Cross Cultural Workers and Sexual Stress

Dollar Photo Couple sleeping back to back after an argumentSexual stress? Do you, as cross cultural workers, think that it couldn’t happen to you? It can and does.

“Could it happen to you, a cross-cultural worker? Of course, it could. You are human, aren’t you? It is a natural human tendency to grow to like people with whom we spend time, so much so that even people taken hostage often grow to like their captors, and the captors grow to like their hostages.

“It is even more likely that you will like people with whom you are working, and that liking may become sexual attraction. People can gradually “slide” into sexual sin over a period of time.” (Ron Koteskey)

The Sexual Slide of Cross Cultural Workers

That tendency to “slide” is something to be aware of, or as the Bible says, to “be on the alert” because of the threat of the enemy of our faith.

Just because you are “working” for the Lord on the mission field, and you are anointed by God to do His work, it doesn’t mean that you won’t experience sexual tension and areas of temptation. As Ron said, “You’re human, aren’t you?”

Even if you are married, and probably because you are married, the enemy of our faith targets you all the more. The enemy is working overtime to bring the ministry that God is doing through you, down. Sexual stress is just one of many areas that are under attack. This is a vulnerable area of your life where giving into temptation can cause you to fall, BIG TIME!!!

Ron Koteskey gives biblical examples of this. He goes into some of the situations you need to consider. This can make you better aware and more cautious in the future of “dangers” that can threaten your marriage. It can also threaten the ministry the Lord has given you.

To read of this stress and this threat, below is a web site link for you to read:

WHAT CROSS CULTURAL WORKERS OUGHT TO KNOW ABOUT SEXUAL STRESS

If you have additional tips you can share to help others, please “Join the Discussion” by adding your comments below.

Print Post

Filed under: Pastors and Missionary Marriages

Join the Discussion

Please observe the following guidelines:

  • Try to be as positive as possible when you make a comment.
  • If there is name-calling, or profane language, it will be deleted.
  • The same goes with hurtful comments targeted at belittling others; we won't post them.
  • Recommendations for people to divorce will be edited out–that's a decision between them and God, not us.
  • If you have a criticism, please make it constructive.
  • Be mindful that this is an international ministry where cultural differences need to be considered.
  • Please honor the fact this is a Christ-centered web site.
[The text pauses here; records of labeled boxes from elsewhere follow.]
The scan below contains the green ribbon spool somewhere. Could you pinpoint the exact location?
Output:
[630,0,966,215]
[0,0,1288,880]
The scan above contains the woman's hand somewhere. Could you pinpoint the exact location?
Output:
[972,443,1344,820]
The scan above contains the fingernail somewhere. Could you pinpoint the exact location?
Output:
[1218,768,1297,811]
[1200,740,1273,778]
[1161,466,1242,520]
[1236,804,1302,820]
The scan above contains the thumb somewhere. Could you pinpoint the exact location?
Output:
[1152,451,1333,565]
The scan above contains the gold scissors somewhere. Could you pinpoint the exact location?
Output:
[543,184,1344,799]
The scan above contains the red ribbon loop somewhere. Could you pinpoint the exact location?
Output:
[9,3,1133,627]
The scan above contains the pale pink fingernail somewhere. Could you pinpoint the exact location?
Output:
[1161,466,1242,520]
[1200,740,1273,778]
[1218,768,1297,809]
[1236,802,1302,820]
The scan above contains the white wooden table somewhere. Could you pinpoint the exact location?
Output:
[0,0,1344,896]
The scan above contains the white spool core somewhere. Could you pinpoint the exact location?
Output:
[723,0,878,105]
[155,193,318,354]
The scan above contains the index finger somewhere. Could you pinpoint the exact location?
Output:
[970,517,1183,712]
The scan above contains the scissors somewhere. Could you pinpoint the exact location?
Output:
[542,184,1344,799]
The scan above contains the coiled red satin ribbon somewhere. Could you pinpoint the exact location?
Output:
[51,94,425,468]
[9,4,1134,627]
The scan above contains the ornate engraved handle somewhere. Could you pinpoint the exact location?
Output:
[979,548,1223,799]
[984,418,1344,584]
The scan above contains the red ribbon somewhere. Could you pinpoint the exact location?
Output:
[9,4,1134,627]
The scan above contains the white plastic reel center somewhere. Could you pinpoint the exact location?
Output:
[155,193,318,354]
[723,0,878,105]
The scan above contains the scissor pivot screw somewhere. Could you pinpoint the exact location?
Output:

We review all comments before posting them to reduce spam and offensive content.

Comments

One response to “Cross Cultural Workers and Sexual Stress

  1. (USA)  Thank you for this web site. I just discovered it about two weeks ago. My husband and I have been through a difficult time, recently. I found out he was going on mission trips several times a year for a few years with a woman I did not know about. He was careful not to tell me about her and careless with our marriage. I found out about her and saw some things that led me to think they were having an emotional affair.

    Also, two people who had been on a mission trip with them expressed concern about the way they interacted. One person described their behavior as “flirting like middle school kids”. I asked him to stop going with her and he told me that I stopped him from doing the only important thing that God had for him to do. He told me he made the wrong decision when he agreed to stop going.

    I read many things in articles on your web site that sounded exactly like the concerns I had. I have no doubt that he needed to stop going with her for the health and survival of our marriage. Before I knew about her, I had noticed that he had become consumed with the mission trips and felt that it had put distance between us, but told myself it was alright because it was for God. I believe that the Lord brought things into the light to put a stop to the situation, before it became even more devastating.

    I hope many people are helped by your web site. It is true that we, as Christians, need to accept and admit that this can be an area in which our flesh can be vulnerable and Satan can attack. The past year and a half has been quite tumultuous. My husband does not accept that this has had a severe impact on our relationship. I understand the concept of moving on, but our choices do not come without consequences.

    It has been difficult because my husband has said mean things about me like I am crazy, jealous, insecure, and deranged. It is hard for me to feel close to him, because of the low opinion he has of me as a woman and a wife. Also, he maintains that there was not anything wrong with his behaviors or deceit. I know forgiveness is all that is left. I pray that the Lord blesses your work. I hope that we, as Christians, will remember the importance that our Lord told us to place on marriage, even using the husband/wife relationship to describe Christ’s relationship with the church.